La Pie voleuse - À éviter
Drame de Robert Guédiguian - 1 h 41
Marius et Jeannette ont vieilli. Presque trente ans ont passé depuis leurs premières amours. Ils se sont appauvris aussi. Entre la fermeture de l’usine, le travail au noir et une retraite de misère, ils vivotent dans une maison de L’Estaque. Dans La Pie voleuse, Marius s’appelle Bruno (Gérard Meylan). Il tue le temps en jouant aux cartes et en bricolant des motos. Jeannette se nomme Maria (Ariane Ascaride). Elle est une auxiliaire de vie gentille et dévouée.
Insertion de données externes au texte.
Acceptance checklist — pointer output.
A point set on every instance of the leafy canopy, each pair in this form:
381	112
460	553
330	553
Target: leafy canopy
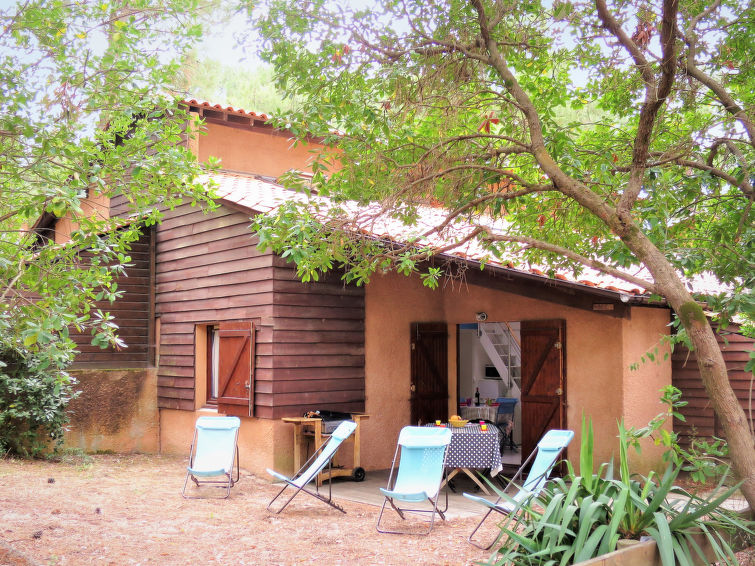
86	114
425	111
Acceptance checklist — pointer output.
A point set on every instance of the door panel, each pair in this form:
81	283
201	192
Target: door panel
236	368
429	372
543	380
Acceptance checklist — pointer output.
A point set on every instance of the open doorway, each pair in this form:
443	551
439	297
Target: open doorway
520	363
490	364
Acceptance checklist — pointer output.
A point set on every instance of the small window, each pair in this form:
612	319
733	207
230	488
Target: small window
229	366
213	357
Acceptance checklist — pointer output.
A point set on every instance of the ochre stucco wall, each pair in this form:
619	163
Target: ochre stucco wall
643	333
95	206
597	350
263	443
117	410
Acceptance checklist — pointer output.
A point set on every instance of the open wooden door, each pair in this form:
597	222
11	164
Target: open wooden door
429	372
543	380
236	368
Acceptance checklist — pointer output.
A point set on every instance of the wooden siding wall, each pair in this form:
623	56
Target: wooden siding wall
701	420
132	314
310	337
317	348
208	270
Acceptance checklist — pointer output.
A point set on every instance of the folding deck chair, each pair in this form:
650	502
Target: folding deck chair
322	457
213	452
546	454
420	472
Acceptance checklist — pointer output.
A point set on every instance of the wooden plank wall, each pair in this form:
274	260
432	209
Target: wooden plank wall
208	270
132	314
317	347
310	337
119	205
701	420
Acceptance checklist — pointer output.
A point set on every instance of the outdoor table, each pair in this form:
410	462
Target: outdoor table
484	412
473	448
320	437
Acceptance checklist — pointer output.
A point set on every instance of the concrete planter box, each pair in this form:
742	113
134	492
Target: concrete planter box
637	553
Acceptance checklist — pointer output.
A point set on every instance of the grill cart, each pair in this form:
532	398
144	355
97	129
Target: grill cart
317	426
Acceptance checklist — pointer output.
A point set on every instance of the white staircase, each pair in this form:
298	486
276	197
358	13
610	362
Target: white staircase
504	351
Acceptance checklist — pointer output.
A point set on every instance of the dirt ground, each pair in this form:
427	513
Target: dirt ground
128	509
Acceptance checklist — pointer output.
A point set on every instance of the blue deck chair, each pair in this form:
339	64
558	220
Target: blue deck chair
550	447
420	472
322	457
214	454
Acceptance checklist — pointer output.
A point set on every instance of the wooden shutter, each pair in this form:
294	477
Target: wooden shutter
543	380
236	368
429	372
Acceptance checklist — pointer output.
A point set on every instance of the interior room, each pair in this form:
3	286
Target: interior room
490	364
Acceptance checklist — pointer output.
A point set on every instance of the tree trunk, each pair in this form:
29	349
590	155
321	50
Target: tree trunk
710	360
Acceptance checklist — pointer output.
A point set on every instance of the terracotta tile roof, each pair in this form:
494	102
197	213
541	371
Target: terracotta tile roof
262	196
227	109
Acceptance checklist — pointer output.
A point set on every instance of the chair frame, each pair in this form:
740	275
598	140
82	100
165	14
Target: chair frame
391	484
289	482
494	506
228	482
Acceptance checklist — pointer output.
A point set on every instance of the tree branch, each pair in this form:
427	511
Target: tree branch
586	261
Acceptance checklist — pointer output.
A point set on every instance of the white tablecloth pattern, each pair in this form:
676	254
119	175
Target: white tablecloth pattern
472	447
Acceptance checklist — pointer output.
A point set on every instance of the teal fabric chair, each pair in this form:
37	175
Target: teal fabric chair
422	452
548	450
214	454
322	457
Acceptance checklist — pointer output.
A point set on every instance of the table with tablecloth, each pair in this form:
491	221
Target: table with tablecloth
474	448
484	412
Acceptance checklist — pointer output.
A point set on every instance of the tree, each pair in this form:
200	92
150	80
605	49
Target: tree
253	90
85	113
609	137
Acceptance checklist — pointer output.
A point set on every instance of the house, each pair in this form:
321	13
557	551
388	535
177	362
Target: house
214	325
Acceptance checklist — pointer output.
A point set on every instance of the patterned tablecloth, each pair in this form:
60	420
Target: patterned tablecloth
485	412
472	447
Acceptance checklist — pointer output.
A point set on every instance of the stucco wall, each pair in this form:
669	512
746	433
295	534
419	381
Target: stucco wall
263	443
642	383
117	410
94	206
599	352
261	152
598	348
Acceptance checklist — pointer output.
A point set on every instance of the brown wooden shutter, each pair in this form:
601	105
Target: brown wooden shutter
236	368
543	380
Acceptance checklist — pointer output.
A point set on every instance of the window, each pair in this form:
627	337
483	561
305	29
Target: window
229	368
213	357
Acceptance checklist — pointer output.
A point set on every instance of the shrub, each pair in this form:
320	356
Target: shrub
34	394
583	516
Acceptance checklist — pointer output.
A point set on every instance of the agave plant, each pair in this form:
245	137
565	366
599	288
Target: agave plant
578	517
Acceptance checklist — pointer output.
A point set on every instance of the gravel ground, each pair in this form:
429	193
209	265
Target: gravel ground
128	509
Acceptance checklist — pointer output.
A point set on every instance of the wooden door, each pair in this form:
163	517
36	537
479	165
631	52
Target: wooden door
429	372
236	368
543	380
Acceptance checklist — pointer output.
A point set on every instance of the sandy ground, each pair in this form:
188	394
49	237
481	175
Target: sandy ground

Elle filoute aussi, barbote un billet de dix euros pour se payer six huîtres.
Plus belle la vie à l’Estaque ? Oui et non. La nostalgie, politique et sentimentale, de Guédiguian vire à l’aigre. C’est tout de même triste de penser et filmer cette fracture générationnelle avec si peu de nuances. Robert Guédiguian, et son ami et coscénariste Serge Valletti, tous deux septuagénaires, portent de nouveau un regard désabusé sur leurs enfants après eux. Les cocos aussi font les vieux cons. É. S.